If this were true, then entering an MRI would almost certainly do crazy things to your subjective conscious experience. Quantum coherence holding up to a tesla-strong field? Never heard of that, at most it's incredibly subtle and hard to distinguish from people being suggestible (transcranial magnetic stimulation does do real things to the brain). Even the brain in its default state is close to the worst case scenario when it comes to quantum-only effects with macroscopic consequences.
And even if the brain did something funky, that's little reason to assume that it's a feature relevant to modeling it. As you've mentioned, there's a well behaved classical model. We already know that we can simulate biological neurons ~perfectly with their ML counterparts.
We know for a fact that the electron transport chain of mitochondria relies on quantum tunneling to move electrons between complexes and MRI doesn't seem to effect that very much, so I wouldn't be surprised if an MRI had no effect on conscious experience (although I couldn't tell you, I've never had one).
I don't buy the claim that we can simulate biological neurons perfectly with their ML counterparts. We can barely simulate the function of an entire bacterial cell, which for context, is about as big as a mitochondria. Can we approximate neuronal function? Sure. But something is clearly lost: what else would explain the great efficiency of biological versus human systems in terms of power consumption.

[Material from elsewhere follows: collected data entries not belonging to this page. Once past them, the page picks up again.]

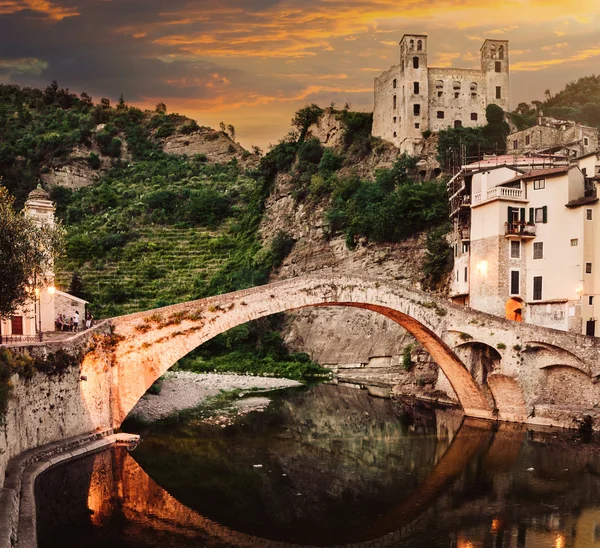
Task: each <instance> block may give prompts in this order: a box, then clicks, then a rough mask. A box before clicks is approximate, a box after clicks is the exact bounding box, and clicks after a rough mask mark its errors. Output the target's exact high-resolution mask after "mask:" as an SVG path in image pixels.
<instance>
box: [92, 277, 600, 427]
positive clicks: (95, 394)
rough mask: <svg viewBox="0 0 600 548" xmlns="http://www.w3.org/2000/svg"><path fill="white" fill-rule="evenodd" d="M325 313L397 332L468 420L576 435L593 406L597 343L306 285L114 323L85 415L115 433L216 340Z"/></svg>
mask: <svg viewBox="0 0 600 548" xmlns="http://www.w3.org/2000/svg"><path fill="white" fill-rule="evenodd" d="M322 306H347V307H356V308H362V309H366V310H371V311H373V313H379V314H383V315H384V316H386V317H388V318H390V319H391V320H393V321H395V322H396V323H398V324H399V325H401V326H402V327H403V328H404V329H406V330H407V331H408V332H410V333H411V334H412V335H413V336H414V337H415V338H416V339H417V341H419V342H420V343H421V344H422V346H423V347H424V348H425V349H426V350H427V351H428V352H429V354H430V355H431V357H432V358H433V359H434V360H435V362H436V363H437V364H438V365H439V367H440V369H441V371H442V372H443V373H444V375H445V376H446V377H447V379H448V381H449V382H450V384H451V385H452V388H453V389H454V392H455V393H456V396H457V398H458V400H459V402H460V404H461V406H462V407H463V409H464V412H465V414H466V415H467V416H472V417H479V418H488V419H499V420H506V421H515V422H529V423H535V424H557V425H558V424H560V425H561V426H569V425H570V426H573V424H572V421H573V418H574V417H583V415H585V414H592V415H593V405H594V402H595V401H599V400H598V397H600V392H599V391H598V390H597V389H596V386H598V387H600V384H598V385H596V380H597V379H598V377H599V376H600V361H599V358H600V339H596V338H593V337H586V336H583V335H578V334H573V333H567V332H563V331H557V330H554V329H547V328H542V327H539V326H532V325H528V324H523V323H517V322H511V321H509V320H505V319H503V318H500V317H496V316H493V315H490V314H485V313H481V312H476V311H473V310H471V309H468V308H464V307H460V306H456V305H453V304H451V303H449V302H447V301H446V300H444V299H441V298H439V297H436V296H434V295H431V294H428V293H424V292H420V291H417V290H414V289H411V288H409V287H407V286H405V285H403V284H401V283H399V282H396V281H389V280H376V279H368V278H361V277H355V276H352V277H350V276H349V277H343V276H335V277H333V276H332V277H321V276H307V277H301V278H293V279H289V280H285V281H280V282H276V283H272V284H268V285H264V286H259V287H255V288H251V289H247V290H243V291H237V292H234V293H229V294H225V295H219V296H215V297H210V298H207V299H201V300H197V301H191V302H186V303H181V304H177V305H173V306H167V307H164V308H158V309H154V310H149V311H146V312H140V313H136V314H130V315H127V316H121V317H117V318H114V319H112V320H110V325H111V331H112V334H111V335H105V336H104V337H99V339H101V340H100V341H99V342H98V343H97V344H96V347H95V349H94V350H93V351H91V352H90V353H89V354H87V355H86V357H85V358H84V361H83V364H82V378H84V379H85V380H86V382H82V392H83V396H84V398H85V399H86V403H87V407H88V409H89V412H90V414H91V415H92V417H93V416H94V415H97V416H96V417H95V419H96V420H95V421H94V422H95V423H96V424H102V423H103V424H106V425H107V426H112V427H118V426H120V424H121V423H122V421H123V420H124V418H125V417H126V416H127V414H128V413H129V412H130V411H131V409H132V408H133V407H134V406H135V404H136V403H137V402H138V400H139V399H140V398H141V397H142V396H143V394H144V393H145V392H146V391H147V390H148V388H149V387H150V386H151V385H152V383H153V382H154V381H155V380H156V379H158V378H159V377H160V376H161V375H162V374H164V373H165V372H166V371H167V370H168V369H169V368H170V367H172V366H173V365H174V364H175V363H176V362H177V360H179V359H180V358H182V357H183V356H185V355H186V354H188V353H189V352H191V351H192V350H194V349H195V348H197V347H198V346H200V345H201V344H203V343H204V342H206V341H208V340H209V339H211V338H213V337H215V336H216V335H218V334H219V333H223V332H224V331H227V330H229V329H231V328H232V327H235V326H237V325H240V324H243V323H246V322H248V321H251V320H255V319H257V318H261V317H263V316H268V315H270V314H275V313H279V312H285V311H290V310H297V309H301V308H306V307H322ZM482 356H485V360H482ZM475 361H479V362H481V361H485V364H484V366H482V365H481V363H478V364H475V363H474V362H475ZM107 372H110V374H109V375H107V374H106V373H107ZM107 397H108V399H109V401H110V405H109V406H108V408H107V406H106V403H107V402H106V401H105V398H107ZM101 400H104V401H101ZM107 414H108V416H107ZM99 415H103V416H99ZM566 416H568V419H567V420H566V421H565V417H566ZM569 422H570V423H571V424H568V423H569Z"/></svg>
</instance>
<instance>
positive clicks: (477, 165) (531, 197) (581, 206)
mask: <svg viewBox="0 0 600 548" xmlns="http://www.w3.org/2000/svg"><path fill="white" fill-rule="evenodd" d="M506 159H508V157H507V158H506ZM515 160H516V161H515V163H514V164H509V163H504V164H498V165H491V164H489V163H488V164H485V163H483V165H482V163H481V162H480V163H476V164H471V165H469V166H464V167H463V169H462V170H461V172H460V173H459V174H458V175H457V176H455V177H454V179H453V181H451V183H450V184H449V189H451V190H450V191H451V192H452V189H454V190H456V192H455V193H454V195H453V198H454V206H452V207H451V209H452V213H451V216H452V220H453V225H454V230H453V233H452V235H451V237H450V243H451V245H452V248H453V251H454V256H455V264H454V271H453V275H452V284H451V297H452V299H453V300H454V301H455V302H458V303H462V304H465V305H468V306H470V307H471V308H474V309H476V310H481V311H484V312H488V313H491V314H496V315H501V316H505V317H507V318H509V319H512V320H516V321H525V322H528V323H532V324H536V325H542V326H545V327H552V328H555V329H561V330H565V331H573V332H577V333H583V334H587V335H597V334H598V335H600V330H599V329H597V327H596V322H597V316H598V315H600V207H599V206H598V197H597V190H596V184H597V178H596V177H594V175H593V174H594V173H595V171H596V164H597V161H598V155H597V154H595V153H594V154H590V155H586V156H583V157H581V158H578V159H577V160H575V161H571V162H567V161H566V160H565V159H564V157H551V158H548V157H530V158H525V157H521V158H516V159H515ZM587 174H592V175H591V176H589V175H587ZM459 181H462V183H461V182H459ZM456 185H459V186H458V187H457V186H456ZM451 203H452V199H451ZM596 308H598V309H599V313H598V314H596V312H595V309H596Z"/></svg>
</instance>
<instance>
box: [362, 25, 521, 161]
mask: <svg viewBox="0 0 600 548" xmlns="http://www.w3.org/2000/svg"><path fill="white" fill-rule="evenodd" d="M427 56H428V48H427V36H426V35H424V34H405V35H404V36H403V37H402V40H401V41H400V64H398V65H394V66H393V67H392V68H390V69H389V70H387V71H386V72H384V73H382V74H381V75H380V76H378V77H376V78H375V97H374V108H373V131H372V134H373V135H374V136H376V137H381V138H382V139H385V140H386V141H390V142H392V143H393V144H394V145H396V146H397V147H398V148H400V149H401V150H402V151H403V152H408V153H409V154H411V155H418V154H419V153H420V152H421V148H422V143H423V132H425V131H431V132H438V131H440V130H441V129H446V128H448V127H459V126H464V127H476V126H480V125H484V124H485V123H486V118H485V110H486V107H487V106H488V105H489V104H492V103H493V104H496V105H498V106H500V107H501V108H502V109H503V110H505V111H507V110H508V108H509V91H510V90H509V54H508V41H507V40H486V41H485V42H484V43H483V45H482V47H481V63H480V67H481V68H480V69H459V68H434V67H429V66H428V63H427Z"/></svg>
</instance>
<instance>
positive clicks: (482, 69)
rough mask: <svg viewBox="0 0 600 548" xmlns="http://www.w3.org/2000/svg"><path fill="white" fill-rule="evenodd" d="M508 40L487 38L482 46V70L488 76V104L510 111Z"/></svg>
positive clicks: (487, 100) (487, 80)
mask: <svg viewBox="0 0 600 548" xmlns="http://www.w3.org/2000/svg"><path fill="white" fill-rule="evenodd" d="M508 66H509V62H508V40H486V41H485V42H484V43H483V46H481V70H482V71H483V73H484V74H485V76H486V81H487V97H486V104H488V105H489V104H492V103H493V104H495V105H498V106H499V107H501V108H502V110H504V111H505V112H508V111H509V92H510V86H509V71H508Z"/></svg>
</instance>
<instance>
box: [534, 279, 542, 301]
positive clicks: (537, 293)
mask: <svg viewBox="0 0 600 548" xmlns="http://www.w3.org/2000/svg"><path fill="white" fill-rule="evenodd" d="M533 300H534V301H541V300H542V277H541V276H534V277H533Z"/></svg>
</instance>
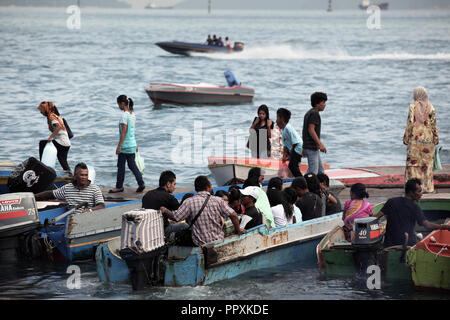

https://www.quantamagazine.org/how-computationally-complex-is-a-single-neuron-20210902/
I really don't see this as a good explanation. We know that there are brains that are more efficient, by volume. Avian neurons are smaller, packed more densely, but can create a very smart animal that uses tools. You can find a wide range of "efficiency" values in biology, the human brain isn't particularly special.
I think it's far more likely that the brain's architecture is just very well optimized for its constraints, and power draw is a very important constraint. Running an LLM that is human level in reasoning (or close enough) uses a lot more power, but an 8B model can be surprisingly smart and run on a smartphone. I bet a model like that is "smarter" than a human child in relevant domains for far less power. Silicon computers are also far faster in terms of clock speed. They are incredibly reliable in terms of error rate and consistency. You've chosen IQ/watt as the metric in advance (and it's important), but silicon computers have enormous advantages that biology can only dream of. You can imagine the analogous situation, trying to convince people that it's important to simulate things like electron tunneling causing power draw in very small transistors (which is true), when that has no relevance to actually emulating a computer.
None of this requires quantum effects to be an irreducible aspect of human computation. Nor that it's responsible for the relative efficiency.